On a random afternoon in June, I called my small team together for a catch up – no agenda, just a chance to chat openly about how everything was going. It had been a particularly busy time and we were trying hard to grow after a successful year. We specialise in travel and tourism. I set up the Oxford based agency in 2012, having come from a PR background and being freelance for four years previously.

We’d been working with an entrepreneur called Andy for a few months and he was spending a day a week with us helping with our sales pipeline – giving us new marketing tools and introducing tech to help us manage and attract more clients online.

Back to that afternoon chat. The conversation glided happily from ways to get even better results for clients, to how the team would grow and what type of roles people wanted to move into. Then Andy said “Would you let me run your business for a week?”. A little silence followed.
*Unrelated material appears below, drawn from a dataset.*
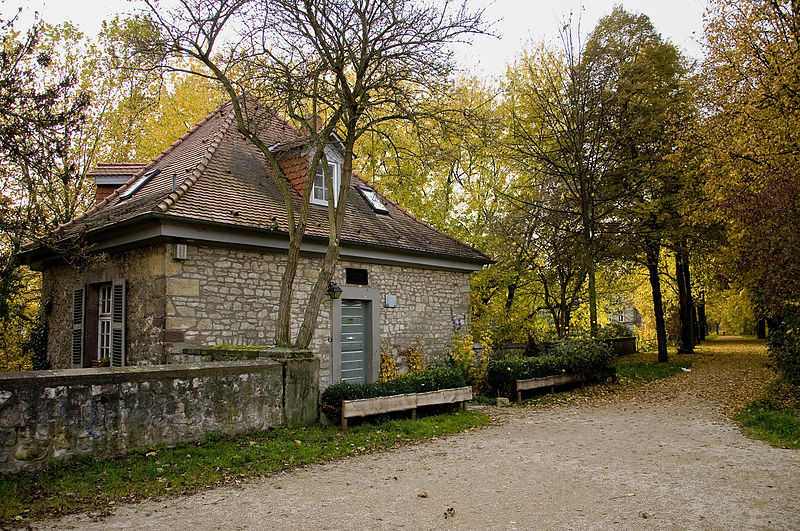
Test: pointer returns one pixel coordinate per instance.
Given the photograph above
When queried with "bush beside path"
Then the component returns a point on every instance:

It was a yes as far as I was concerned and when he said “have a well-earned holiday”, I was sold. In eight years I’d never taken a week off to do my own thing – the idea sounded overwhelmingly fantastic.

We had a plan and ground rules were set. Andy would run the business – I should add that despite a wealth of business knowledge, he had no idea what a PR agency does. And I was under strict instructions to leave them to it and not meddle. I was no longer the boss.
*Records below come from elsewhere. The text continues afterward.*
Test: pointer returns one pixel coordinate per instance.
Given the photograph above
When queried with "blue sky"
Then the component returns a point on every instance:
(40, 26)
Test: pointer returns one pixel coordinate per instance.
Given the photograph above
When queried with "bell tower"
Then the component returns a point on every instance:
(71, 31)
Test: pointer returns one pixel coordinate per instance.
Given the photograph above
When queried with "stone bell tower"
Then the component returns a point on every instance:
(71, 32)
So what actually happens when you boot the boss out and someone new takes charge?

  1. Your staff open up about what they really want and need.
  2. An external person can identify their weaknesses and train them accordingly (I’m a good boss, but I’m not a good teacher).
  3. An external person questions why you do things and less productive tasks can be stopped or altered.
  4. Staff confidence increases as they’re pushed to become more self-sufficient.
  5. The process highlights black spots where the team lack visibility of the overall business goals and vision.

I returned to work refreshed to find a highly motivated team who had a wealth of mindset and productivity tools at their disposal. I also had a new role to fulfil – a leader who would empower, delegate and motivate. Not a boss who just did that quick bit of client work or had tasks going on in isolation of my team, leaving them vulnerable if I wasn’t there.
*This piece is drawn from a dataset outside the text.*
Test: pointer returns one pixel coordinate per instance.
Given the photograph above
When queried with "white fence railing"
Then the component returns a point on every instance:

 And what does a day in the life look like for me and the Seriously team following this little experiment?

  1. A Monday afternoon planning meeting to agree goals and objectives for the week. We also have an overview and wall calendar of monthly and quarterly client campaigns.
  2. Three daily objectives which directly support our weekly and monthly goals.
  3. A weekly review of how we can go the extra mile for clients.
  4. All tasks logged in our project management software with visibility of all tasks to all staff encouraging collaboration and wider understanding of client deliverables.
  5. Regular client-update phone calls.
  6. Post-3pm time dedicated to learning, reading and upskilling. Staff also train each other in new skills.
  7. A new business strategy combining direct mail, email marketing, blog content and automated sales funnels (nine in place to date).
  8. An eBook download published sharing mine and Andy’s experiences.